Optimizing Mass Casualty Triage: Using Discrete Event Simulation to Minimize Time to Resuscitation.

BACKGROUND: Urban areas in the US are increasingly focused on mass casualty incident (MCI) response. We simulated pre-hospital triage scenarios and hypothesized that using hospital-based blood product inventories for on-scene triage decisions would minimize time to treatment.

STUDY DESIGN: Discrete event simulations modeled MCI casualty injuries and patient flow after a simulated blast event in Boston, MA. Casualties were divided into moderate (ISS 9-15) and severe (ISS>15) based on injury patterns. Blood product inventories were collected from all hospitals (n=6). The primary endpoint was the proportion of casualties managed with 1:1:1 balanced resuscitation in a target timeframe (moderate, 3.5U RBC in 6 hours; severe, 10U RBC in 1 hour). Three triage scenarios were compared including unimpeded casualty movement to proximate hospitals (Nearest), equal distribution among hospitals (Equal), and blood product inventory-based triage (Supply-Guided).
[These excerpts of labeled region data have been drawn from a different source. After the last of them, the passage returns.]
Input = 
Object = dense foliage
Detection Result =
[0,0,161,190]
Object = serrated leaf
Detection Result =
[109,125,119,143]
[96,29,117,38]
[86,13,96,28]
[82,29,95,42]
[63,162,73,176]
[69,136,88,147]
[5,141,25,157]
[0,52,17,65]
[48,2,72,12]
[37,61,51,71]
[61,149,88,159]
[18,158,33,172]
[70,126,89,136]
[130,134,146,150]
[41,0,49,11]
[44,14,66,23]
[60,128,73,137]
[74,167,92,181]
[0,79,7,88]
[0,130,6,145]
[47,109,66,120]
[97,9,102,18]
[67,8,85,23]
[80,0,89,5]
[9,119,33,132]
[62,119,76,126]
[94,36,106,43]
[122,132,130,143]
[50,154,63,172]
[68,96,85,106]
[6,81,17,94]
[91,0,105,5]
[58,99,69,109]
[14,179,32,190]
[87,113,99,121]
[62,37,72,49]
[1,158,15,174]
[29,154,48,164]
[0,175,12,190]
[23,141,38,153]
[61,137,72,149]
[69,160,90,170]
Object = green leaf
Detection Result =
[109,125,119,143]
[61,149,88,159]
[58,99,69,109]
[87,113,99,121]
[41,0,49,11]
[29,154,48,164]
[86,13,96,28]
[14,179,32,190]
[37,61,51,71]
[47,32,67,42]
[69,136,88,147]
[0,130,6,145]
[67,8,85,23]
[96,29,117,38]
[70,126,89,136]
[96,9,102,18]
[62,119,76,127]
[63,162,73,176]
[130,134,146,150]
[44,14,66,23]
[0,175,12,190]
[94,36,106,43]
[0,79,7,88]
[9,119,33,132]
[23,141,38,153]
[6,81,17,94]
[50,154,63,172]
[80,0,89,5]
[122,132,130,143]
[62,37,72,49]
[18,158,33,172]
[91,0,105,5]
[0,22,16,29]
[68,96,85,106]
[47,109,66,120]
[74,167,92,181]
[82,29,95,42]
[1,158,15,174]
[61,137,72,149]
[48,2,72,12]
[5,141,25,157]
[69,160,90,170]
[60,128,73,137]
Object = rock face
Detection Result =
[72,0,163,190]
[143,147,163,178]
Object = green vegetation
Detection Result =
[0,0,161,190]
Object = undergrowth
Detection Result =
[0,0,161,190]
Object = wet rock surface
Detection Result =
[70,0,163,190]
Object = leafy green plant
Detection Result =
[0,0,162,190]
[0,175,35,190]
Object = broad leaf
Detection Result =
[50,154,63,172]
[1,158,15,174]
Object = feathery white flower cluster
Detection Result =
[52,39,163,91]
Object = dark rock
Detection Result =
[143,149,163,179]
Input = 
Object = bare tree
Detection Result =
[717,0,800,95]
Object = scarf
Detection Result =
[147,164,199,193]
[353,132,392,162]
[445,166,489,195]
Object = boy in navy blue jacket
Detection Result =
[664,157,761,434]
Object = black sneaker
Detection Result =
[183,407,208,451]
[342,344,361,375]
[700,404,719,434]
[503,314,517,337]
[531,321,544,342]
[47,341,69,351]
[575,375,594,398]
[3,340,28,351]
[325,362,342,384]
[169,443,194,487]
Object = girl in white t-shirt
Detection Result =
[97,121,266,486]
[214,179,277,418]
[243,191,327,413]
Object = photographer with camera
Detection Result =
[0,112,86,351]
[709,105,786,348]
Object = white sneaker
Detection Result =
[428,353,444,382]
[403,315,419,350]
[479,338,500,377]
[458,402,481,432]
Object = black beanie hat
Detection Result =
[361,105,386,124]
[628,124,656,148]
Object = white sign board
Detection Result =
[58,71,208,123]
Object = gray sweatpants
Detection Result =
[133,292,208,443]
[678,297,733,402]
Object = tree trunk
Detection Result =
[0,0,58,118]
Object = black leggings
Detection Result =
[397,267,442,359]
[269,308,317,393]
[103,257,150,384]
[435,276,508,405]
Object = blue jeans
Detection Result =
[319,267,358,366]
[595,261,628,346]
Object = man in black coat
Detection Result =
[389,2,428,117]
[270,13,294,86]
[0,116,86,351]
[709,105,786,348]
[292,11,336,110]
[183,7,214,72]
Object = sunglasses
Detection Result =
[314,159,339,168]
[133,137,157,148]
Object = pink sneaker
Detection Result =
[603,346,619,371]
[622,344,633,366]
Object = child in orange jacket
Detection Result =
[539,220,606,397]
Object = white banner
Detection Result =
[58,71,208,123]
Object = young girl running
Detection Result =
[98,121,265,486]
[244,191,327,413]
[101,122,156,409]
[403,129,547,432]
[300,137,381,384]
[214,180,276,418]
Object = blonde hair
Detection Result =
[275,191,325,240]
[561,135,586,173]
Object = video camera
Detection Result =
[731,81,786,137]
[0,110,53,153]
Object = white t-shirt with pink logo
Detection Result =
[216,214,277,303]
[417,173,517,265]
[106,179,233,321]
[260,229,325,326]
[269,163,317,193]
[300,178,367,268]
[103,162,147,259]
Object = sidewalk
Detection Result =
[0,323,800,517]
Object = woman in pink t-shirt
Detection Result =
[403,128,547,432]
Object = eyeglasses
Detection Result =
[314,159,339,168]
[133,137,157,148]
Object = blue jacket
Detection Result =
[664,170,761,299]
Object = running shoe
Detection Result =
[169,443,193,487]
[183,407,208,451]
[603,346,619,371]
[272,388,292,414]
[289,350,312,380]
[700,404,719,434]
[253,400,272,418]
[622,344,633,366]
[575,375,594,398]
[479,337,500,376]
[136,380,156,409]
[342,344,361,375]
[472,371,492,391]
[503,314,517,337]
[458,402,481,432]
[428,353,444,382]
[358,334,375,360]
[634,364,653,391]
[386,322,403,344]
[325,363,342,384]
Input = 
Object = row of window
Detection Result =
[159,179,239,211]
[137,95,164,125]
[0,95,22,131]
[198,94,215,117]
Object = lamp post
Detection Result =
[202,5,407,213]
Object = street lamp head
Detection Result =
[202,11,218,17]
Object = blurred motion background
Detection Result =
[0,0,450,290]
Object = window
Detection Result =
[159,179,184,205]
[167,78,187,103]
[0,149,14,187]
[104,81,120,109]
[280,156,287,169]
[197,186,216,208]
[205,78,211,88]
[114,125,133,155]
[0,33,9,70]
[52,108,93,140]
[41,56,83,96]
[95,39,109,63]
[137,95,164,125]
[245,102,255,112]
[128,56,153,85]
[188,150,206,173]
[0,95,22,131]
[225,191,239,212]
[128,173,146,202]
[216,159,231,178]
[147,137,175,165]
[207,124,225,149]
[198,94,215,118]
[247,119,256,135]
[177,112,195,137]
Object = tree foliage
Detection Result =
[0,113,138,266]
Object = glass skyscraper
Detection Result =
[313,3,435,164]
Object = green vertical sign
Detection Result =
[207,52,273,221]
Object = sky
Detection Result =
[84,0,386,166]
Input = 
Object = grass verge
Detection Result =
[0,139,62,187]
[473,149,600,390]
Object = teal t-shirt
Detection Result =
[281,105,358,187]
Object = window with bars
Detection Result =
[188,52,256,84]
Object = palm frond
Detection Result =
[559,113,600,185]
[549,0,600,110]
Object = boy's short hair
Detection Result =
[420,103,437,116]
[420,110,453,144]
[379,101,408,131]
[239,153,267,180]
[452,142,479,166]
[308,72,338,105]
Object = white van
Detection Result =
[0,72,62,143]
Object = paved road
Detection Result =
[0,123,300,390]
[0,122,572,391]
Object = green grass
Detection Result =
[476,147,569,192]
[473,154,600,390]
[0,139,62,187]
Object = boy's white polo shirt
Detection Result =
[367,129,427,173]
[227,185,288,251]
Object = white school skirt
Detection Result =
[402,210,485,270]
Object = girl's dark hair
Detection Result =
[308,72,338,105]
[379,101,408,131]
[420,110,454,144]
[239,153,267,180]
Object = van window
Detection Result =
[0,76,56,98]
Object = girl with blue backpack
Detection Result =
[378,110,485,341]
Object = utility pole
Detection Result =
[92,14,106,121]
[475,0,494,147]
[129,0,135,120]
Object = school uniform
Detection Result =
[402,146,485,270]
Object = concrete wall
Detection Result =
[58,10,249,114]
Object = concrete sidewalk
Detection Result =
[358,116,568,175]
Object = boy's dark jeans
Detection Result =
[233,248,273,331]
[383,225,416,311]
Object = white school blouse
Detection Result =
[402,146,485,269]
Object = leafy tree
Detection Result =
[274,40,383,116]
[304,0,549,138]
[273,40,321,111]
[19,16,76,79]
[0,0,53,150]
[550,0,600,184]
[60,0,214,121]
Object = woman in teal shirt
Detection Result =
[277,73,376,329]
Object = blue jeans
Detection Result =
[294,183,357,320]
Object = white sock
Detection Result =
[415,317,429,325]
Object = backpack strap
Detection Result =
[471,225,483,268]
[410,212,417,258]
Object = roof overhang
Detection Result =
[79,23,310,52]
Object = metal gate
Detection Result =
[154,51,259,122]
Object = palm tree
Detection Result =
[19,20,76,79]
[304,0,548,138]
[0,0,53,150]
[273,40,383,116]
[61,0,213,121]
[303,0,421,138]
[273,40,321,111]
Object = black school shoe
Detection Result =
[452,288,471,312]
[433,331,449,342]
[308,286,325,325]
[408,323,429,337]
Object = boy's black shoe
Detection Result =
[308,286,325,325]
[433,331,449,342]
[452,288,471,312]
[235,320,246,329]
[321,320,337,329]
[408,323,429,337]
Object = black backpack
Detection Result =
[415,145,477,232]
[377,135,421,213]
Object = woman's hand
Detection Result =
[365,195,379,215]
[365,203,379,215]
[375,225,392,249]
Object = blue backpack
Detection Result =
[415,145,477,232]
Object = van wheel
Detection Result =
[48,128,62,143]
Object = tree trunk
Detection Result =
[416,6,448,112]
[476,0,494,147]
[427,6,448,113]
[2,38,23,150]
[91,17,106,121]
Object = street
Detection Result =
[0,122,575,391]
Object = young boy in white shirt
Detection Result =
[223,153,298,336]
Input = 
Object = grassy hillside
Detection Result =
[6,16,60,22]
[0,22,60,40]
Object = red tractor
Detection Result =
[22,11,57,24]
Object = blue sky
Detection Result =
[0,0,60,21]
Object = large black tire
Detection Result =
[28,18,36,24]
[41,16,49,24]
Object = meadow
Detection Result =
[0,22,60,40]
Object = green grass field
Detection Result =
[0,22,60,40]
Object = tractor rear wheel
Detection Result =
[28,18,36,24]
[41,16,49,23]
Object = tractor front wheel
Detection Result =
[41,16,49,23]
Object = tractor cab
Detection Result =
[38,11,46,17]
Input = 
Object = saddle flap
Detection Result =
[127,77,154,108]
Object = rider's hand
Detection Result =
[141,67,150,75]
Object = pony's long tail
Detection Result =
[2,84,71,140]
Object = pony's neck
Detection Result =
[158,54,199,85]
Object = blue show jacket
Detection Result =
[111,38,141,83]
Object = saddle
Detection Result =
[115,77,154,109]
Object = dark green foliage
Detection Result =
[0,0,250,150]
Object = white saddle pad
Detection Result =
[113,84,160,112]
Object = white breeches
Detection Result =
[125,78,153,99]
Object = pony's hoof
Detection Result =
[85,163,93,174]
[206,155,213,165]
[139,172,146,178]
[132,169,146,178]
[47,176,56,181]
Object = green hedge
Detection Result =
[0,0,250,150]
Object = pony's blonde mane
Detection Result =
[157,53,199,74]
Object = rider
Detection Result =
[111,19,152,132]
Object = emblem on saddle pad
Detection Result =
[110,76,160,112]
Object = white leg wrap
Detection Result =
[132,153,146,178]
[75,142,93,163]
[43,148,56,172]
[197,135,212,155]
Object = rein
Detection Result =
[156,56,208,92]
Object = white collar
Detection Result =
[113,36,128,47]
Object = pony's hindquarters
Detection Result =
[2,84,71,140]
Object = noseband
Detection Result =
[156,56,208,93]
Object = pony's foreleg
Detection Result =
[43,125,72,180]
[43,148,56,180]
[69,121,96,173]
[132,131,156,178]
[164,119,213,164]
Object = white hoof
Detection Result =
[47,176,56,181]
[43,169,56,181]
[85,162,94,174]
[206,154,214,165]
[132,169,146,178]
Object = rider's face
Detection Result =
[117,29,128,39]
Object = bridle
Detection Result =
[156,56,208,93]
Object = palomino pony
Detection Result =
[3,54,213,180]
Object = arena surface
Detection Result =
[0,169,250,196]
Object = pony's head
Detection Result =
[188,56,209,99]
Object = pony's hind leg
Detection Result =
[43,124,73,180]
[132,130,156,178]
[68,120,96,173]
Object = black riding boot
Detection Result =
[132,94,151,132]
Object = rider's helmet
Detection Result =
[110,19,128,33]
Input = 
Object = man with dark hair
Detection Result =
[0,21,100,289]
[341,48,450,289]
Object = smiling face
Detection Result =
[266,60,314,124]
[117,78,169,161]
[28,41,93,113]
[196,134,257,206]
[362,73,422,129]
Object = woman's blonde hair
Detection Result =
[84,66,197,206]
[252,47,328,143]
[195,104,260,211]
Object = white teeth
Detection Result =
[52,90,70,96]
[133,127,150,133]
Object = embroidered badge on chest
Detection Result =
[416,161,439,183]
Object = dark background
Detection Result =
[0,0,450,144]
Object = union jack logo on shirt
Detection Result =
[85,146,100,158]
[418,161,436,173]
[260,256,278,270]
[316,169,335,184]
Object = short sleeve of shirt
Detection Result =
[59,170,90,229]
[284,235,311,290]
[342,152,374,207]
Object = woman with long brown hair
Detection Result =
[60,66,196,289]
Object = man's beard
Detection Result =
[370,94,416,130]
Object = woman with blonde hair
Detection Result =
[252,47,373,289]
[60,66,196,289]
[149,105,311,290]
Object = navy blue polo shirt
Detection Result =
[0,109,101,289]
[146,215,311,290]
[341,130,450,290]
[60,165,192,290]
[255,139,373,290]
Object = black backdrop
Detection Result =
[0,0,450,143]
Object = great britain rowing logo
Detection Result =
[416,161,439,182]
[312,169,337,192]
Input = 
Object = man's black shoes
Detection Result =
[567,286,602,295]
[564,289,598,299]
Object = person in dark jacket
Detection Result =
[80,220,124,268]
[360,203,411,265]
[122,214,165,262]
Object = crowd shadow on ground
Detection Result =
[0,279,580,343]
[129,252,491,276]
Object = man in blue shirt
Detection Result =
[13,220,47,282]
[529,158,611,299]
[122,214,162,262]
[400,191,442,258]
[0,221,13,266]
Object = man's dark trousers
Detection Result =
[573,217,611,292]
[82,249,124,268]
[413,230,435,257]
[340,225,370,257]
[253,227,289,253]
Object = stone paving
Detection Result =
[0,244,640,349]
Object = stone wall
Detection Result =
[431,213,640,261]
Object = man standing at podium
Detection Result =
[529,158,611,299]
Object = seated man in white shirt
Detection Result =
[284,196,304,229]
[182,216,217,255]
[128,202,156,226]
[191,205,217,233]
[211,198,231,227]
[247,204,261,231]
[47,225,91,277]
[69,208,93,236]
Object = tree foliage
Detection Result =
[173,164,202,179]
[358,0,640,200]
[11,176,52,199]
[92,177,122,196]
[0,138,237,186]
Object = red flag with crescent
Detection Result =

RESULTS: Simulated MCIs generated a mean +/- SD of 302 +/- 7 casualties including 57 +/- 2 moderate and 15 +/- 2 severe casualties. Nearest triage resulted in significantly fewer overall casualties treated in the target time (55% vs Equal 86% vs Supply-Guided 91%, p<0.001). These differences were principally due to fewer moderate casualties treated whereas there was no difference among strategies for severe casualties.

CONCLUSIONS: In this simulation study comparing different triage strategies including one based upon actual blood product inventories, nearest hospital triage was inferior to equal distribution or a supply-guided strategy. Disaster response leaders in US urban areas should consider modeling different MCI scenarios and casualty numbers to determine optimal triage strategies for their area given hospital numbers and blood product availability.